Key points about running the QC test suite before creating a pull request:
  • Never run the QC tests in the actual repository. Create a copy of your ONETEP installation directory (e.g. cp -a onetep_jd onetep_jd_qc) and run the tests in the directory of the copy. Much of the stuff in the install is not needed to run the tests (e.g. all of src/), but it’s just less hassle to copy the entire thing than pick out the necessary subdirectories.

    Why not run the QC tests in the actual repository? Because they produce outputs, which can become messy to clean up back to pristine state, polluting your repository with spurious changes. This becomes more problematic because symbolic links are used in the QC test suite. Trying to update your repository via git pull or git fetch may be tricky when you have unfinished or improperly cleaned up QC tests. Just don’t run them straight in the repository.

  • You should run the test suite with ONETEP compiled with a recent version of a widely used Fortran compiler, e.g. GNU Fortran, Intel Fortran Classic, Cray Fortran.

  • The tests should be run in a parallel environment (ONETEP must be compiled with MPI support), ideally also making use of OpenMP threading (set the environment variable OMP_NUM_THREADS to a value >1, or use the -t argument to onetep_launcher).

  • No tests should fail, though warnings are acceptable.

If tests fail, please investigate this further before creating your pull request:
  • If you updated your local copy (git merge or git pull) rather than cloning it from scratch (git clone), did you remember to make cleanall before compiling?

  • Check out the master branch from the official repository (ensuring that it is fully updated by fetching from it and merging) and run the failing tests on this.

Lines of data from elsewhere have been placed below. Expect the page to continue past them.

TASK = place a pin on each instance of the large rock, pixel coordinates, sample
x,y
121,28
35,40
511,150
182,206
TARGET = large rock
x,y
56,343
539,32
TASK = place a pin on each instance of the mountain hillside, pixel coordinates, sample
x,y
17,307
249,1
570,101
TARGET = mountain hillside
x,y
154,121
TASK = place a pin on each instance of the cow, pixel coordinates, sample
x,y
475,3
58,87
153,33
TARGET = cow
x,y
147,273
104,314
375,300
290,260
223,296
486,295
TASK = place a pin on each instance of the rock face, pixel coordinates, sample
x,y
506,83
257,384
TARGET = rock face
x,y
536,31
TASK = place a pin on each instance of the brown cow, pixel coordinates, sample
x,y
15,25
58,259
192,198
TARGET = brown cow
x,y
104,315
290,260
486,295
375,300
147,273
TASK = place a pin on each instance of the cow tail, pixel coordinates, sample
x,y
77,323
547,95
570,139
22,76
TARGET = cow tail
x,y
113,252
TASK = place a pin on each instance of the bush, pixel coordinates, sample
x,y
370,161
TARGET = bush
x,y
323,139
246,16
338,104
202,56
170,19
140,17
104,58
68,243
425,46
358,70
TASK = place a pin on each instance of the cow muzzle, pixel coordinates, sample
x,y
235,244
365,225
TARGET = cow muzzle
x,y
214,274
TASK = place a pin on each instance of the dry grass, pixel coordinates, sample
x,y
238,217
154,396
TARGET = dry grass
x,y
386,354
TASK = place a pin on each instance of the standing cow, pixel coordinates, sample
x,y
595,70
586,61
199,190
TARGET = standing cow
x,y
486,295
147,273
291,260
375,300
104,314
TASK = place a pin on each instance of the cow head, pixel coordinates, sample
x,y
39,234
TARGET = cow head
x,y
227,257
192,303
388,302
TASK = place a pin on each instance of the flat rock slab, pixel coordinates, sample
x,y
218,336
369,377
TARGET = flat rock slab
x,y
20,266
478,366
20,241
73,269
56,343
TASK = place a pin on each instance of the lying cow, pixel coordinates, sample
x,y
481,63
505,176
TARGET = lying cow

  • If the relevant tests do not fail upstream (i.e. for the master branch on the official repository), you should fix the code in your fork before creating your pull request.

  • If the relevant tests also fail upstream, please check the list of issues in the official repository ( https://bitbucket.org/onetep/onetep/issues, soon to move to https://github.com/onetep-devel/onetep/issues): there should be an open issue with relevant information. If such an issue has not been reported, please create a new issue explaining which tests are failing and any details about how the failures occur.

If the tests are not failing upstream, the problem is likely to be part of the changes you have implemented and you will be the best person to find it and fix it. If you need help, and want to discuss the issue with other developers, you may create an issue in your fork (not in the official repository) and draw their attention to it via email or on the ONETEP development Slack at https://onetep-devel.slack.com/.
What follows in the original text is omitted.